Y	Hacker News new \| ask \| show \| jobs

by smarx007 1091 days ago

The only thing I like in Neo4j is Cypher – it's powerful and intuitive. I don't use Neo4j because of two reasons:

1) It has no support for subgraph queries. In other words, you can't run a query on a graph and have the query result be a graph too. Instead, you will get a tabular result set. In SPARQL-based systems, you can run a 'CONSTRUCT' query. Very useful if you want to process the results by other parts of the code that also expect a graph (composability). See [1] and [2] if you want to take SPARQL for a spin.

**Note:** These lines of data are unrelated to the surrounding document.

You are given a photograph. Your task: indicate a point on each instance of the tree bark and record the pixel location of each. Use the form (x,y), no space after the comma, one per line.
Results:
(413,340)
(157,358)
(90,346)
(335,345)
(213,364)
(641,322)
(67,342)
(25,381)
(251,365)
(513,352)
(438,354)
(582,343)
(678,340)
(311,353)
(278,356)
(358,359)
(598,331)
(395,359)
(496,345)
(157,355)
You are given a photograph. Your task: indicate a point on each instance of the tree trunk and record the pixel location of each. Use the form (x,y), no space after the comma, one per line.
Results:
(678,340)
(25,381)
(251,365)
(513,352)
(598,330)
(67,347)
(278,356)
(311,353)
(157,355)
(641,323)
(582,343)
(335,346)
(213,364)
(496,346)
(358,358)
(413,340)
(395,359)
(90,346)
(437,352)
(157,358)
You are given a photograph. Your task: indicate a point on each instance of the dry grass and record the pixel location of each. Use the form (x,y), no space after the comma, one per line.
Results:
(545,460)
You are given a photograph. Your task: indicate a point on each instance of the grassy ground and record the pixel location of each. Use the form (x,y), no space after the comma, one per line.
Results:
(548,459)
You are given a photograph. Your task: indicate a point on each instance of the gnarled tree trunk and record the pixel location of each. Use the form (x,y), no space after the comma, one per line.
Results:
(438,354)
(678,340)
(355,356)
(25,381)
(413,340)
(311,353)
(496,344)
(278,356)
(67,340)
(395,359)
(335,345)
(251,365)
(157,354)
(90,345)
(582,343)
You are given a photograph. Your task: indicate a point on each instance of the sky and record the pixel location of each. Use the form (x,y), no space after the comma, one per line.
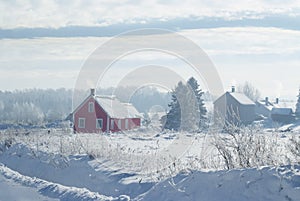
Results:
(44,44)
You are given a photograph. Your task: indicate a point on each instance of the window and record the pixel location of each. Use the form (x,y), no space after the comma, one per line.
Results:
(91,107)
(81,123)
(112,124)
(119,124)
(126,123)
(99,123)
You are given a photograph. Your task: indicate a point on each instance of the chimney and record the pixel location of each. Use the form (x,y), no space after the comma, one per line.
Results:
(233,89)
(93,92)
(267,101)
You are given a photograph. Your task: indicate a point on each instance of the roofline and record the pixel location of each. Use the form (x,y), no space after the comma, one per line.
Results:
(81,104)
(85,100)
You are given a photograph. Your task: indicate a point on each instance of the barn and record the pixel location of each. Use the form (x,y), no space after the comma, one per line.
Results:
(98,114)
(234,108)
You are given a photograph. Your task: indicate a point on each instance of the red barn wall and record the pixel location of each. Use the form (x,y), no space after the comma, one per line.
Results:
(99,113)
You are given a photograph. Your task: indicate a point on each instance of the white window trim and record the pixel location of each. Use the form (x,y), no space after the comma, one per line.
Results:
(79,119)
(97,123)
(112,124)
(91,107)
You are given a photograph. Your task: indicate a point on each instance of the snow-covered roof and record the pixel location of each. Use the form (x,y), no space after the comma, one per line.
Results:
(282,111)
(115,109)
(263,104)
(242,98)
(132,111)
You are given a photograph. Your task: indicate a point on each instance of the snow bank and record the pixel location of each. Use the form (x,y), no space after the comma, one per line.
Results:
(266,184)
(54,190)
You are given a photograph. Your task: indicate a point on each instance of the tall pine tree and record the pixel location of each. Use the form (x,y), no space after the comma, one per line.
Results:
(187,109)
(173,117)
(200,102)
(298,106)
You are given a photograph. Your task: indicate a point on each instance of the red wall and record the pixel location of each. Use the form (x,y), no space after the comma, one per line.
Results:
(90,117)
(99,113)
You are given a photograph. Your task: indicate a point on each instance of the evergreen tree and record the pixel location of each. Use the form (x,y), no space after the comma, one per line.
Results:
(187,109)
(298,106)
(173,117)
(200,101)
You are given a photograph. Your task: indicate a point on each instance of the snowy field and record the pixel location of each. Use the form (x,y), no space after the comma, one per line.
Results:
(149,165)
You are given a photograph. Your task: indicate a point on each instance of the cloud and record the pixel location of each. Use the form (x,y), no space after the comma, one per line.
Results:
(56,14)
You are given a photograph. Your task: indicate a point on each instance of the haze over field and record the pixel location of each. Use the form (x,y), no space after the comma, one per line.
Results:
(44,45)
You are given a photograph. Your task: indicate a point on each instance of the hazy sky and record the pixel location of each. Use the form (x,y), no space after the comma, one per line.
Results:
(44,44)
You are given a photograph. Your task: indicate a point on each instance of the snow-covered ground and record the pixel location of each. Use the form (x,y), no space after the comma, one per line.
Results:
(143,165)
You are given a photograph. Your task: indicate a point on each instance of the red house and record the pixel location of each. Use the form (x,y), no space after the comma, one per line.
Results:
(98,114)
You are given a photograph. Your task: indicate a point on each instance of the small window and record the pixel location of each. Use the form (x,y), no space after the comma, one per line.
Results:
(99,123)
(81,123)
(112,124)
(119,123)
(91,107)
(126,123)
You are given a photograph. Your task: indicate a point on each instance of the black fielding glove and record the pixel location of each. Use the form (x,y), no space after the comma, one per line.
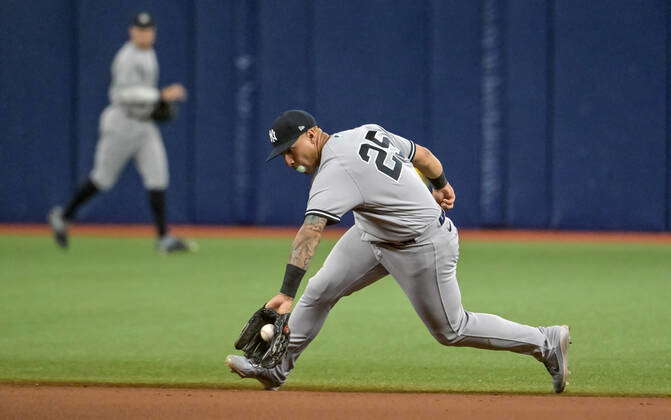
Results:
(163,111)
(258,351)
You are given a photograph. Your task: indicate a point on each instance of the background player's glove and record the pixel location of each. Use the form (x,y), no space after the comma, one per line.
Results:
(163,111)
(258,351)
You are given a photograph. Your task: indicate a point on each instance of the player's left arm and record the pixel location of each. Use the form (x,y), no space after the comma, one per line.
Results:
(302,250)
(432,169)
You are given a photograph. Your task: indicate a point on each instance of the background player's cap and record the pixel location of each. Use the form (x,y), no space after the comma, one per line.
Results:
(287,128)
(143,20)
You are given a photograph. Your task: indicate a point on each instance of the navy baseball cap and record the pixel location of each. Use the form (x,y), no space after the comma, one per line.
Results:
(143,20)
(286,129)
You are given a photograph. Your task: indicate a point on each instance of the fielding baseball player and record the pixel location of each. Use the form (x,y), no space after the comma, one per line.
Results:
(128,131)
(400,229)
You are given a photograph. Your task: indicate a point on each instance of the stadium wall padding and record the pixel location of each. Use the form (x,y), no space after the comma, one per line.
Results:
(545,114)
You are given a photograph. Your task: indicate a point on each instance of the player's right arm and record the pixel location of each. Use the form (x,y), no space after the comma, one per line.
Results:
(430,167)
(302,250)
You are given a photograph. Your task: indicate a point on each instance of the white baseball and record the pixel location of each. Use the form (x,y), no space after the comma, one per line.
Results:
(267,332)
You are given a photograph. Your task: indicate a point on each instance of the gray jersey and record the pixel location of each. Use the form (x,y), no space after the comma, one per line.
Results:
(134,81)
(369,170)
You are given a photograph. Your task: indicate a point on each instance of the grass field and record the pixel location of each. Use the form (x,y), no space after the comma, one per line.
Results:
(110,310)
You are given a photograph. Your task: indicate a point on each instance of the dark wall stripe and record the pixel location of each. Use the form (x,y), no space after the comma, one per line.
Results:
(192,114)
(668,116)
(74,100)
(549,124)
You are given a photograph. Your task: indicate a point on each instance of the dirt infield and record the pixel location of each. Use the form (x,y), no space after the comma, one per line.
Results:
(209,231)
(51,402)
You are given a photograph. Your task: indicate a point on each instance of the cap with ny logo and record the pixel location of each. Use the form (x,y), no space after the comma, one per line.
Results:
(287,128)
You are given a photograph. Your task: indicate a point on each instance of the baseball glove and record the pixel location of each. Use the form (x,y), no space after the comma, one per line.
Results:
(163,111)
(258,351)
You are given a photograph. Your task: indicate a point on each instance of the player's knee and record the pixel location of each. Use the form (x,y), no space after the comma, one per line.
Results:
(446,338)
(156,184)
(102,183)
(319,293)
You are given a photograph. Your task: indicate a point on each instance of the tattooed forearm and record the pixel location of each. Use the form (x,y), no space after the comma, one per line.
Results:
(306,241)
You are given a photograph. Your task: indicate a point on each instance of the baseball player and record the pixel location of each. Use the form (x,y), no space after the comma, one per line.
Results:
(400,229)
(128,131)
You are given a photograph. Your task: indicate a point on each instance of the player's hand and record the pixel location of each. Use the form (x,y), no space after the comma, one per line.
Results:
(281,303)
(445,197)
(174,92)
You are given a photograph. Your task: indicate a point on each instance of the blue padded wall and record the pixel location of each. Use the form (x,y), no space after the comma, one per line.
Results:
(610,115)
(36,91)
(545,114)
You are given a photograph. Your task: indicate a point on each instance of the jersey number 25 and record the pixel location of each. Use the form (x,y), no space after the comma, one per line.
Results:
(382,150)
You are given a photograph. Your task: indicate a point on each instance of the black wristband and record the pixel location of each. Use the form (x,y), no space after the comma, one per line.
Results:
(439,182)
(292,279)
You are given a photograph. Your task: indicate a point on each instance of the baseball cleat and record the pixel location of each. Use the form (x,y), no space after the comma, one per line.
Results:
(168,244)
(245,369)
(557,362)
(59,227)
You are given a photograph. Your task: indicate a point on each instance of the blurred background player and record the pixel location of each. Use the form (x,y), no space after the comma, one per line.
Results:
(128,131)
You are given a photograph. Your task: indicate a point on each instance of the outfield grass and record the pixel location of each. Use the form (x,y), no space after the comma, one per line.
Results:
(110,310)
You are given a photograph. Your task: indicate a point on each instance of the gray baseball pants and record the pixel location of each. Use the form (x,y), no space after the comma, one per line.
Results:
(123,138)
(427,273)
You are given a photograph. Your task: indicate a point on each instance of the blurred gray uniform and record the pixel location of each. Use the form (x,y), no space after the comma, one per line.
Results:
(399,230)
(126,129)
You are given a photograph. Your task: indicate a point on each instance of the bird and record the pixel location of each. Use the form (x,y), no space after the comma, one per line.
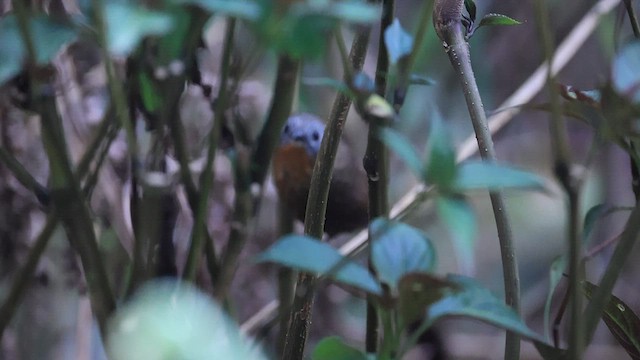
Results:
(292,167)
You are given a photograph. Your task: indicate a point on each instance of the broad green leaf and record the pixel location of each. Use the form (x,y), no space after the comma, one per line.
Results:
(621,321)
(497,19)
(128,24)
(167,319)
(242,9)
(441,168)
(398,42)
(491,176)
(461,296)
(307,254)
(403,148)
(556,270)
(333,348)
(625,76)
(398,249)
(460,220)
(48,38)
(471,9)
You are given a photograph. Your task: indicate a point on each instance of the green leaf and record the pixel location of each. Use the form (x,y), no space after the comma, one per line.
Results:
(398,42)
(460,296)
(403,148)
(497,19)
(128,24)
(556,270)
(458,216)
(441,169)
(167,319)
(595,213)
(621,321)
(333,348)
(625,76)
(48,38)
(242,9)
(471,9)
(491,176)
(398,249)
(307,254)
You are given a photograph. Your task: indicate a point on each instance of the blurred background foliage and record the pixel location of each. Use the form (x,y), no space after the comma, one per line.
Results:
(54,320)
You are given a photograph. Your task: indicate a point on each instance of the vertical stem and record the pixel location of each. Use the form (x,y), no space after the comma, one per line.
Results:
(206,178)
(376,165)
(449,27)
(316,207)
(281,103)
(560,150)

2) It has no support for a standard graph data format. Their blog had some posts about using CSVs but they are a tabular data format, which means that some acrobatics are needed to extract a graph from CSV (actually, two CSVs) and none of this would be standard. Also some attempts to fit a graph peg into a tree-shaped hole (JSON, XML). To my knowledge, RDF is the only widely used standard to actually represent graphs. Unfortunately, there is a lot of confusion around RDF because (a) RDF is actually just a model and there are multiple file formats – I recommend Turtle, and (b) RDF has a semantic web heritage – forget semantic web and just use a graph data format.

But I know that industry is most familiar with Neo4j, that's why I mentioned it. To my knowledge, Stardog is one of the most advanced and performant systems (with on-prem deployment) but is very expensive. Amazon Neptune and Azure Cosmos are cloud-only, which is a hindrance for many projects. Bottom line is that graph DBMSs have a long way to go and more interest from the community is needed to motivate more dev effort.

P.S. For dense graphs, a graph DBMS may not be the best solution. Graph DBMSs also lose their appeal if your queries are not traversal-heavy.

[1]: https://data.nobelprize.org/sparql

[2]: https://query.wikidata.org/